Os agricultores, dirigentes da Confederação Nacional da Agricultura (CNA) e os seus associados seguram faixas com frases contra a reforma da PAC e contra o acordo Mercosul.
“Não ao tratado UE-Mercosul”, lê-se numa das faixas.
A CNA entregou ainda um documento na residência oficial do primeiro-ministro e outro na Assembleia da Republica com reivindicações referentes à PAC, às intempéries e ao Mercosul.
Em relação ao acordo da União Europeia com a América do Sul, este é “um fator que pressiona os preços pagos aos produtores para baixo, sobretudo nos setores que às quais vão ser levantadas tarifas”, segundo o dirigente da CNA, Vitor Rodrigues, que falava ao jornalistas à margem da concentração.
“Significa mais um passo para empurrar a agricultura para um modelo mais industrializado, mais superintensivo, mais monocultura”, acrescentou.
Vitor Rodrigues pediu ainda ao Governo para que todos os concelhos abrangidos pelas tempestades tenham acesso aos apoios, não apenas aqueles em que foi decretado estado de calamidade.
“Aquilo que nós vivemos a reivindicar é que todos os concelhos abrangidos que tenham tido intempéries sejam abrangidos pelos apoios, e neste momento são apenas abrangidos pela situação de calamidade”, disse.
Os agricultores pretendem também que o montante dos apoios a fundo perdido aumente de 10.000 euros para 15.000 euros, e pedem também que a UE mobilize fundos e que esteja disponível para derrogações e moratórias.
“Será necessário mobilizar outros fundos e que a União Europeia esteja disponível para dar derrogações e moratórias”, afirmou, acrescentando até “que o limite dos 15.000 euros é insuficiente, face à escala de muitos prejuízos”.

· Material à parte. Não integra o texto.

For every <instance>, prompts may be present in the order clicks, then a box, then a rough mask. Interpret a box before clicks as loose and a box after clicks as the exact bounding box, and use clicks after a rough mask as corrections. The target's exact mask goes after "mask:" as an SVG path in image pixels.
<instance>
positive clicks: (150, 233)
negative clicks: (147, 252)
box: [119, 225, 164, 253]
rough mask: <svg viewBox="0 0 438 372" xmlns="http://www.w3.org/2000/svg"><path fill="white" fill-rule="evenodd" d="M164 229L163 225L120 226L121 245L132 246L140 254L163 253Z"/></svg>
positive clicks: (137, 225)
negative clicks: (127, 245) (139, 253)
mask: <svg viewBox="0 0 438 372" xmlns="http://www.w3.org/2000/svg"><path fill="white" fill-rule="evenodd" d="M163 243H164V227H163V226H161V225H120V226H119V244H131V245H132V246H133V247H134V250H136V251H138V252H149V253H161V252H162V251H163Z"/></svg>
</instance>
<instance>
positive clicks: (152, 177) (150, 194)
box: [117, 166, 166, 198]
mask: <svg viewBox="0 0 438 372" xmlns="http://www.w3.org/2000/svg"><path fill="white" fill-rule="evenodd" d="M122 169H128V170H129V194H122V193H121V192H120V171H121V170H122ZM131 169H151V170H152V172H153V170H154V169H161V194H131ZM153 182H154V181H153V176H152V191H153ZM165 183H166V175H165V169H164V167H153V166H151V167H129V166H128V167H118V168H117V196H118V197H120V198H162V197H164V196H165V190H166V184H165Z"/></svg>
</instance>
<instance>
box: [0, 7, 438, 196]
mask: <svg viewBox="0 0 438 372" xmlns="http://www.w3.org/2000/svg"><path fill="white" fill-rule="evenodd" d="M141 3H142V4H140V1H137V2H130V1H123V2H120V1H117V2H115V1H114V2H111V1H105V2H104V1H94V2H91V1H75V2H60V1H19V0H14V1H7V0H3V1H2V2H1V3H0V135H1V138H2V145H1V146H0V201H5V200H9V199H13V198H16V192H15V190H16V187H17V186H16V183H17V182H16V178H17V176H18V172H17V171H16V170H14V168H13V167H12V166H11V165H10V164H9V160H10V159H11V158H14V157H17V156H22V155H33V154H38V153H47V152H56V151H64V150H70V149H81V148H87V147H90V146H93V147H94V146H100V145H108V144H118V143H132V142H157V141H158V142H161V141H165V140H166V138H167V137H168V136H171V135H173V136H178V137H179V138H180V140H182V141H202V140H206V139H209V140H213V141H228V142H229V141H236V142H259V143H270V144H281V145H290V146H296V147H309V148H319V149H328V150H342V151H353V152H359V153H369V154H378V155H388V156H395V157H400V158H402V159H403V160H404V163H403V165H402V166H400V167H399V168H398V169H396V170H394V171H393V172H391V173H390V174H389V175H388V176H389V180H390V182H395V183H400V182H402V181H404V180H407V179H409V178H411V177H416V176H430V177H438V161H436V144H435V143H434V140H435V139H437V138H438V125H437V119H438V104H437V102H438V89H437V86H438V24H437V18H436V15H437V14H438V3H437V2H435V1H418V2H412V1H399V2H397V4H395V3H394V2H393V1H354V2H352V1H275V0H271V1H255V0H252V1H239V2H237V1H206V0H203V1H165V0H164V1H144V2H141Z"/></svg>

Face à PAC, a CNA exige um orçamento forte e que fortaleça a agricultura dos pequenos e médios agricultores.
“Nós precisamos, de facto, de uma PAC com um orçamento forte, com orçamentos dedicados quer aos apoios diretos, quer ao desenvolvimento rural e que aplique medidas restritivas para fortalecer a nossa agricultura e, em particular, os pequenos e médios agricultores”, reiterou o dirigente da confederação.